Improvement of Lifetime Using Transition Metal-Incorporated SAPO-34 Catalysts in Conversion of Dimethyl Ether to Light Olefins

1Department of Fine Chemical Engineering and Applied Chemistry, Chungnam National University, 220 Gung-dong, Yuseong-gu, Daejeon 305-764, Republic of Korea
2Division of Materials Science, Korea Basic Science Institute, 52 Eoeun-dong, Yuseong-gu, Daejeon 305-333, Republic of Korea
3Hydrogen Energy Research Group, Korea Institute of Energy Research, 71-2 Jang-dong, Yuseong-gu, Daejeon 305-343, Republic of Korea

Received 13 August 2013; Accepted 10 September 2013

Academic Editor: Yun Suk Huh

Copyright © 2013 Hyo-Sub Kim et al. This is an open access article distributed under the Creative Commons Attribution License, which permits unrestricted use, distribution, and reproduction in any medium, provided the original work is properly cited.

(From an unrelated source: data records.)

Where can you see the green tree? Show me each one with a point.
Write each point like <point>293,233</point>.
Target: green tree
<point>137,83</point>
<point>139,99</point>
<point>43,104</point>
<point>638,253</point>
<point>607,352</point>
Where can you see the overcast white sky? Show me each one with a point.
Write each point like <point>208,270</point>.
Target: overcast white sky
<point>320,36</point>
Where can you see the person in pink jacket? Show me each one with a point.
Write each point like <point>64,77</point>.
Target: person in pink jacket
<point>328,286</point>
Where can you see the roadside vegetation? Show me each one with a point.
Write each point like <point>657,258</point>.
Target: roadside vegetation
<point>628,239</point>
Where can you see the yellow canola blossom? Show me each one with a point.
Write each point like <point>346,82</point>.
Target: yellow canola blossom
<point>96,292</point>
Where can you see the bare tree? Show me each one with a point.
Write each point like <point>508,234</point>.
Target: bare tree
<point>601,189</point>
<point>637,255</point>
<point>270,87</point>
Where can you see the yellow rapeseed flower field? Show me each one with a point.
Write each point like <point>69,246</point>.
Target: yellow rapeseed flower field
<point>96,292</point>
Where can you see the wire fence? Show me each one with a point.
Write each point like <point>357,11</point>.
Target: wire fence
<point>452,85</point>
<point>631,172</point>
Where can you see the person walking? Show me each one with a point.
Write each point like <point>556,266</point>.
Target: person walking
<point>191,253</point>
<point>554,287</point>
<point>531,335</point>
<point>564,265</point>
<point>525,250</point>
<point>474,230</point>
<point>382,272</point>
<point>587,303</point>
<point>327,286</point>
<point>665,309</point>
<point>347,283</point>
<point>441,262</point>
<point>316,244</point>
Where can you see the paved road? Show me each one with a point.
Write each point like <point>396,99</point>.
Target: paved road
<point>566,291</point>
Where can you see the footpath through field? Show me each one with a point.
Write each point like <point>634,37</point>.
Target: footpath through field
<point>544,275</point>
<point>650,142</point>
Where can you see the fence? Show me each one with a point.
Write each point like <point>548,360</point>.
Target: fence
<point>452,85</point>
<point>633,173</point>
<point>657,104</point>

Transition metal (Mn, Fe, or Ni) incorporated SAPO-34 (MeAPSO-34) nanocatalysts were synthesized using a hydrothermal method to improve the catalytic lifetime in the conversion of dimethyl ether to light olefins (DTO). The structures of the synthesized catalysts were characterized using several methods including XRD, SEM, BET, 29Si-MAS NMR, and NH3-TPD techniques. Although the structure of the MeAPSO-34 catalysts was similar to that of the SAPO-34 catalyst, the amount of weak acid sites in all MeAPSO-34 catalysts was markedly increased and accompanied by differences in crystallinity and structural arrangement. The amount of weak acid sites decreased in the following order: NiAPSO-34 > FeAPSO-34 > MnAPSO-34 > SAPO-34 catalyst. The MeAPSO-34 catalysts, when used in the DTO reaction, maintained DME conversion above 90% for a longer time than the SAPO-34 catalyst, while also maintaining the total selectivity above 95% for light olefins. In addition, the NiAPSO-34 catalyst showed the longest catalytic lifetime; the lifetime was extended approximately 2-fold relative to the SAPO-34 catalyst. Therefore, the increase in the catalytic lifetime is related to the amount of weak acidic sites, and these sites are increased in number by incorporating transition metals into the SAPO-34 catalyst.